第1話 - 僕の写真
世の中には人の心を清く優しくしてくれるものが確かに存在している。
例えば、偶然出会った一冊の本、好きだった人と観た映画、故郷の風景、一輪の花…。 最近、「ほんのすこしの勇気から」という本に涙を流した。
先日僕は、いつもの様にバイクに乗って仕事に出掛けた。途中、バイク便が僕を追い越した。その追い越しざま、ライダーは左手を挙げ、僕にお礼を送って姿を消した。その小さな行為が嬉しくて僕はその日、良い仕事が出来た。
我々は日々、自分達の心を清く優しくしてくれるものを無意識のうちに探している。そして、幸運にもそれに出会った時、我々はひとときの生きている幸せを実感するのだ。

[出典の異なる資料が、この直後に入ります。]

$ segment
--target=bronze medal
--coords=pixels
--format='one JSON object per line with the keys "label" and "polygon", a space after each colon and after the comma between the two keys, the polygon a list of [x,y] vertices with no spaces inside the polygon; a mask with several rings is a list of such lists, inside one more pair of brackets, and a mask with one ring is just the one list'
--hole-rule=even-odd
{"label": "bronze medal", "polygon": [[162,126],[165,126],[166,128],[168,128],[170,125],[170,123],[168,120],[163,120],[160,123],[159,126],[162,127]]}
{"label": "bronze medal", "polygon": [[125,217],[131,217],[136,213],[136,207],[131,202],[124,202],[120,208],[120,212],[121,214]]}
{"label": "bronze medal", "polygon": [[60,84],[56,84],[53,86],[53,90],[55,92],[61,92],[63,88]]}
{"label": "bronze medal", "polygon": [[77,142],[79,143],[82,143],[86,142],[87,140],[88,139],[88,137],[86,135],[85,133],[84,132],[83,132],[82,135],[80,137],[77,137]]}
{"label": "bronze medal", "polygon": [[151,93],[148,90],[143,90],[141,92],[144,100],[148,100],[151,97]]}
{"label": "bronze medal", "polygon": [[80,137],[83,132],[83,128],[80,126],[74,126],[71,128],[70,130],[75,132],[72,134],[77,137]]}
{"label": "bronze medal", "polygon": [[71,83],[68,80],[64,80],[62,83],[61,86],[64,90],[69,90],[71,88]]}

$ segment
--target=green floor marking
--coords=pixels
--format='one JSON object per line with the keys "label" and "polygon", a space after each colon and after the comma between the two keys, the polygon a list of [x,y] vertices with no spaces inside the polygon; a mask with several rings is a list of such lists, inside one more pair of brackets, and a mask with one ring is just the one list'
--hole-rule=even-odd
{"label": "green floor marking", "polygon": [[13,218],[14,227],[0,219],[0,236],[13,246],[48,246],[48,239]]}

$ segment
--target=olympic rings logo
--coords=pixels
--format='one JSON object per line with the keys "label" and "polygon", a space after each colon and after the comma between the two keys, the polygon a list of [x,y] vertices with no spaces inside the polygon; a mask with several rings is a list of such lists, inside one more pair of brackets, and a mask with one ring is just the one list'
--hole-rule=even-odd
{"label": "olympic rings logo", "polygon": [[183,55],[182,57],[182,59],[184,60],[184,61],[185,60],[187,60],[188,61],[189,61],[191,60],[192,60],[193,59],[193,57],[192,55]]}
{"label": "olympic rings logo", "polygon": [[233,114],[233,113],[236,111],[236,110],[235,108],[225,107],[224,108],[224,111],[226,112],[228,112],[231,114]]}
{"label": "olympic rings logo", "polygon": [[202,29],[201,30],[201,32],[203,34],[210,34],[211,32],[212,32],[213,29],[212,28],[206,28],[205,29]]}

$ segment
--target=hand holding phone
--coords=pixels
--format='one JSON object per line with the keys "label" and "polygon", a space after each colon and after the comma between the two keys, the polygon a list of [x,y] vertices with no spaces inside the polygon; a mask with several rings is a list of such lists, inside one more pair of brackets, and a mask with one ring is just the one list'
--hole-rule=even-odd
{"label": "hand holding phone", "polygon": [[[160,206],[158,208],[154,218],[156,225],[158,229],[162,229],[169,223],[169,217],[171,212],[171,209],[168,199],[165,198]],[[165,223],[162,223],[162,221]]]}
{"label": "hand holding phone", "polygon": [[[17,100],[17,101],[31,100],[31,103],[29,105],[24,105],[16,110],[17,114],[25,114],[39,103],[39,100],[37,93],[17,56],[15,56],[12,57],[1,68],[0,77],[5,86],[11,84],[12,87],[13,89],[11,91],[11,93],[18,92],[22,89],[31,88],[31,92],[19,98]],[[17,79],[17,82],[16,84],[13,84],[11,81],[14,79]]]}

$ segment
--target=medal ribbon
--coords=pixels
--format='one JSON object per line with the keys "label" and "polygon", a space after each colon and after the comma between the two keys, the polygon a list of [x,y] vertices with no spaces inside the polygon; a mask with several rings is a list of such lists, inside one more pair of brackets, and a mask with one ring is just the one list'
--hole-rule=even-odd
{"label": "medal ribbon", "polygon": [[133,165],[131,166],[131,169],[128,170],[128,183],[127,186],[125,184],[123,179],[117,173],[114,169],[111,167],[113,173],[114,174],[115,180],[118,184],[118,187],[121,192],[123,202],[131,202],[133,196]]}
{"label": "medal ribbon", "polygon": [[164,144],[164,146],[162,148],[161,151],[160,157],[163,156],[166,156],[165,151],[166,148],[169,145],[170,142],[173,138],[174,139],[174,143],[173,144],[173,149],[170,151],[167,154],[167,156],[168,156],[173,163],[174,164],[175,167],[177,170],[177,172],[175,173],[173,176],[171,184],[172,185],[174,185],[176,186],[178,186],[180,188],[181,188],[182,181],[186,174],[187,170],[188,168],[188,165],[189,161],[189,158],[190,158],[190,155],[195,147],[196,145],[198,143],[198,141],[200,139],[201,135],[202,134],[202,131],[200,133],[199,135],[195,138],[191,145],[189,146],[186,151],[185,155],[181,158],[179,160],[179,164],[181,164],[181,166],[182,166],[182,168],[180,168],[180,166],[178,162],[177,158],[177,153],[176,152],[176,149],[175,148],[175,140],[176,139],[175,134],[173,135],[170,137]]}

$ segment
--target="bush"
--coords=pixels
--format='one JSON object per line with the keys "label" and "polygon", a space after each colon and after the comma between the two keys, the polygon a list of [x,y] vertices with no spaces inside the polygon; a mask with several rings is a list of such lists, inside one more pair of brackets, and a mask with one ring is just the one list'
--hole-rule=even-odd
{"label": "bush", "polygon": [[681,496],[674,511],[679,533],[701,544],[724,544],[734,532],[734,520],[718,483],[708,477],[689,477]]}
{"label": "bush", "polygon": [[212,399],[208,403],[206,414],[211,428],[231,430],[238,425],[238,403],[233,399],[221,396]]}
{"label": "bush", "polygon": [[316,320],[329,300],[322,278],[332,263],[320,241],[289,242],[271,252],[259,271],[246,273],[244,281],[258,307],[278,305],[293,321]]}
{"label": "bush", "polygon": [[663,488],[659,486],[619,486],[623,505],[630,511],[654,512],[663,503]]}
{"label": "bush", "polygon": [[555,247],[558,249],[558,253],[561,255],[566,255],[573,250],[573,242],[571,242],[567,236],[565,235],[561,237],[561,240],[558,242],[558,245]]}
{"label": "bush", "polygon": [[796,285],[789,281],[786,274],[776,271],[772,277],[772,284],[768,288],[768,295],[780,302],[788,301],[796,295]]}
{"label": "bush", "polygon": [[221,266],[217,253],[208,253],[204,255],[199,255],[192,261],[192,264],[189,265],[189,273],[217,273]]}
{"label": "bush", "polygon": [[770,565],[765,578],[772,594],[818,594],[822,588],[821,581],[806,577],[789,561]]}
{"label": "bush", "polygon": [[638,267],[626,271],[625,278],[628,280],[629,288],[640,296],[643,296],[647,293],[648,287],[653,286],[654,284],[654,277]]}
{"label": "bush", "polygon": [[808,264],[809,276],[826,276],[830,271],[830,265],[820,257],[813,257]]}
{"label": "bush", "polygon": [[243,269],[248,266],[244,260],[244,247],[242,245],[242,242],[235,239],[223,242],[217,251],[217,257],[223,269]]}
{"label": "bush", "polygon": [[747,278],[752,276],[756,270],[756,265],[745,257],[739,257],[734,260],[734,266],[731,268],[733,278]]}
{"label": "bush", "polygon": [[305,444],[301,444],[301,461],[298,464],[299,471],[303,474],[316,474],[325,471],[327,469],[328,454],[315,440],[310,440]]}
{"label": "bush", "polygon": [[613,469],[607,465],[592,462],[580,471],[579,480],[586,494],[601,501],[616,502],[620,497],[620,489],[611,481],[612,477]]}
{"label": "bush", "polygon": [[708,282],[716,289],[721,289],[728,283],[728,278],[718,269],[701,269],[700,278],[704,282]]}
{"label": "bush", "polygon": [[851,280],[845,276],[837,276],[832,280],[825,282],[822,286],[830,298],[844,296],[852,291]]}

写真家にとって写真を撮る目的は様々だ。僕が写真を始めた中学2年の時、おぼろげながら、撮る目的は決まっていた。正に、人の心を清く優しくする写真を撮りたいと思っていた。あれから幾星霜、その気持ちは少しも変わっていない。
一枚の写真が人の心に清らかさと優しさを与えられたなら…。
そんなことを願って僕は日々一枚の写真を撮っている。